The current court, under a 4-3 conservative majority, came within one vote of overturning President Joe Biden’s win in the state in 2020, and both major parties are preparing for another close race in 2024.

Kelly is a former justice who has also performed work for Republicans and advised them on a plan to have fake GOP electors cast their ballots for Trump following the 2020 election even though Trump had lost.

Ahead of the vote, Protasiewicz called Kelly “a true threat to our democracy” because of his advising on the fake elector scheme.

Kelly had expressed opposition to abortion in the past, including in a 2012 blog post in which he said the Democratic Party and the National Organization for Women were committed to normalizing the taking of human life. He also had done legal work for Wisconsin Right to Life.

Kelly was endorsed by the state’s top three anti-abortion groups, while Protasiewicz was backed by abortion rights advocates.

Kelly was appointed to the state Supreme Court by then-Gov. Scott Walker, a Republican, in 2016. He served four years before being defeated in 2020 on the same ballot as the Democratic presidential primary. Kelly was endorsed by Trump that year.

Trump did not endorse this year. Protasiewicz’s endorsements included Hillary Clinton.

Kelly tried to distance himself from his work for Republicans, saying it was “irrelevant” to how he would work as a justice. He tried to make the campaign about Protasiewicz’s record as a judge, arguing that she was soft on crime and accusing her of being “bought and paid for” by Democrats.

The Wisconsin Democratic Party gave Protasiewicz’s campaign more than $8 million, leading her to promise to recuse herself from any case brought by the party.

Protasiewicz said that although she anticipates many of the issues raised in the campaign will come before the court in the coming years, she pledged to be impartial and not beholden to Democrats and her liberal backers who poured an unprecedented amount of money into the race.

“I’ve told everybody on the entire time that I was running, despite the fact that I was sharing my personal values, every single decision that I will render will be rooted in the law,” she said. “And that is the bottom line. They’re independent and rooted in the law.”

Kelly, in a statement after his loss, said Protasiewicz “made her campaign about cynical appeals to political passions, serial lies, and a blatant disregard for judicial ethics and the integrity of the court.”
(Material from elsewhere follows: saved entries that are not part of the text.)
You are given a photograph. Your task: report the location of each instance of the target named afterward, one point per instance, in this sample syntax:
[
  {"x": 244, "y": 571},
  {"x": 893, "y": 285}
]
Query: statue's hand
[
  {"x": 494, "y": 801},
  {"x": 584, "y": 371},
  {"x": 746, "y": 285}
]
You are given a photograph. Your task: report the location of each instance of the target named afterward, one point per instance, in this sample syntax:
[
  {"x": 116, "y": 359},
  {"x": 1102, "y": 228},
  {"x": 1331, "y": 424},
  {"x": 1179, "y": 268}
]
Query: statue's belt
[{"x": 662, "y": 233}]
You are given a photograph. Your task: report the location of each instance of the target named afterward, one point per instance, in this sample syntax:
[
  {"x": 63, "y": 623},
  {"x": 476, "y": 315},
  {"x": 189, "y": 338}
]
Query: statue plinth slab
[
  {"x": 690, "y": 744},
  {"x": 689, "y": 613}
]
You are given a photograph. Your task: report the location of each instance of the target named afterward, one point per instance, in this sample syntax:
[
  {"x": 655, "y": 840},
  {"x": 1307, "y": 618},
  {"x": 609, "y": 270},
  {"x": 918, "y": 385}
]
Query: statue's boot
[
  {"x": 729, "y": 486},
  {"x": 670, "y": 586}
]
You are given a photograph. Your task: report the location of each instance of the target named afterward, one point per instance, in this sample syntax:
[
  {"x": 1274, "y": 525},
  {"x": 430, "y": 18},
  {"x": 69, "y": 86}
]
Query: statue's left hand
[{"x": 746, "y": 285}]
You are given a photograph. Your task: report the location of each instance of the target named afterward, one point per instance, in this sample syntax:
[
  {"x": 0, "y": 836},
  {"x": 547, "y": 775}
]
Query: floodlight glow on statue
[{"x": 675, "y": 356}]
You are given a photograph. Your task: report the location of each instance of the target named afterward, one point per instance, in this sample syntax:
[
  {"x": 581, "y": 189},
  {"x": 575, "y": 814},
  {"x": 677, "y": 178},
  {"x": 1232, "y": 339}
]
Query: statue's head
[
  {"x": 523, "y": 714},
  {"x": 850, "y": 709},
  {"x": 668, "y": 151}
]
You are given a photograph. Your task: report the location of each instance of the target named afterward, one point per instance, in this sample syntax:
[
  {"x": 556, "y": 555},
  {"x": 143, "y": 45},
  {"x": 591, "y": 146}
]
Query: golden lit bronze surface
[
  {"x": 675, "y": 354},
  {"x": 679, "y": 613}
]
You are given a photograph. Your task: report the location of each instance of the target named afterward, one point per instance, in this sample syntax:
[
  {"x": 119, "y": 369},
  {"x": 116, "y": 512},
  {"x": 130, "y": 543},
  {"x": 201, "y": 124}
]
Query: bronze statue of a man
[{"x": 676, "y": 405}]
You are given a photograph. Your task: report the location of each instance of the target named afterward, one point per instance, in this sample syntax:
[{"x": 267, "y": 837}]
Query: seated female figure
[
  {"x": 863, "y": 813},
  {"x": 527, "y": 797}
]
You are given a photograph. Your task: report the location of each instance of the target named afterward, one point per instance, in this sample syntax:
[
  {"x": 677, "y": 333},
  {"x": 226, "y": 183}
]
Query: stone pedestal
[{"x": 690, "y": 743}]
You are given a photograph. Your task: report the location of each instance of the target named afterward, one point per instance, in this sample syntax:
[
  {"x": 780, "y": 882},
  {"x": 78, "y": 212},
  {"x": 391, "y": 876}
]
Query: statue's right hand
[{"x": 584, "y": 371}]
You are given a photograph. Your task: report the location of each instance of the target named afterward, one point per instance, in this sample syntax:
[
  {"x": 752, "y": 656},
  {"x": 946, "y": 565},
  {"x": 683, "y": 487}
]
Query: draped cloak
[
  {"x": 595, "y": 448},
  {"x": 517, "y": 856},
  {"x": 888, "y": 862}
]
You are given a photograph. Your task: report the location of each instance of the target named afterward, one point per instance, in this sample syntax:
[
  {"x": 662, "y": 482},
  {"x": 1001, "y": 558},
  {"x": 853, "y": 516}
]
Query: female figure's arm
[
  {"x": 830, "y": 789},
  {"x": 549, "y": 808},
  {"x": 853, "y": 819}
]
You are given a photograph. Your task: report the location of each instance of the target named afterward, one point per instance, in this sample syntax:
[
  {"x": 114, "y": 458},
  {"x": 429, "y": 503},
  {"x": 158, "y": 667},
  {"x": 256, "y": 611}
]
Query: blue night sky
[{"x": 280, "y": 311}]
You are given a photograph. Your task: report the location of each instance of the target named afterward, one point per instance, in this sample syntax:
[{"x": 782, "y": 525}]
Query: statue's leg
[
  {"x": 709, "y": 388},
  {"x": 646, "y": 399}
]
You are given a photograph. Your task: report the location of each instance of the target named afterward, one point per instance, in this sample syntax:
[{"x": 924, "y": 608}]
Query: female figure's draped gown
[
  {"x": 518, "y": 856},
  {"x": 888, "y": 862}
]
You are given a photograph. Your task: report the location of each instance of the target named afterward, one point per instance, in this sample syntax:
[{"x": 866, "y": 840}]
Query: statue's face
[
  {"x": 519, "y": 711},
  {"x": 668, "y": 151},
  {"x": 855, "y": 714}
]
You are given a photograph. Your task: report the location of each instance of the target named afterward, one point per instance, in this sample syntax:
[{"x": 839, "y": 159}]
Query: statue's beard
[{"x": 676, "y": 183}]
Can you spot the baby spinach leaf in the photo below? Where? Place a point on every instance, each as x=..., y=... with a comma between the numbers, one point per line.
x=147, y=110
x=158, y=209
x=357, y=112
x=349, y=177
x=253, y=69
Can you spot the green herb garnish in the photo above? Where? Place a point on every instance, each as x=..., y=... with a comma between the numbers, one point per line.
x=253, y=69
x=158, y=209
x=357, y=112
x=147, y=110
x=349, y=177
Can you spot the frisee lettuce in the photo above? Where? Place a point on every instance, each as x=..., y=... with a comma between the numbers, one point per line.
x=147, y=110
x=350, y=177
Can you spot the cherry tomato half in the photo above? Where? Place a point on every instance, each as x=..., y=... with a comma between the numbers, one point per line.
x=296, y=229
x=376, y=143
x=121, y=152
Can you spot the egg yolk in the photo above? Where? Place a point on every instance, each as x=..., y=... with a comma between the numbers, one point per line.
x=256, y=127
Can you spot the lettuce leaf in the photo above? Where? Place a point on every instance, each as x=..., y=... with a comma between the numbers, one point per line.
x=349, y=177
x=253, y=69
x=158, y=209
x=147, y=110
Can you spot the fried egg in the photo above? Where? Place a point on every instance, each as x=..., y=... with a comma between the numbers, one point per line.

“I wish Wisconsin the best of luck,” he said. “I think it will need it.”

Protasiewicz was outspoken on Wisconsin’s gerrymandered legislative maps, calling them “rigged.” Kelly accused her of prejudging that case, abortion and others that could come before the court.

The state Supreme Court upheld Republican-drawn maps in 2022. Those maps, widely regarded as among the most gerrymandered in the country, have helped Republicans increase their hold on the state Legislature to near supermajority levels, even as Democrats have won statewide elections, including Tony Evers as governor in both 2018 and 2022 and Biden in 2020.

Protasiewicz will serve a 10-year term starting in August replacing retiring conservative Justice Pat Roggensack.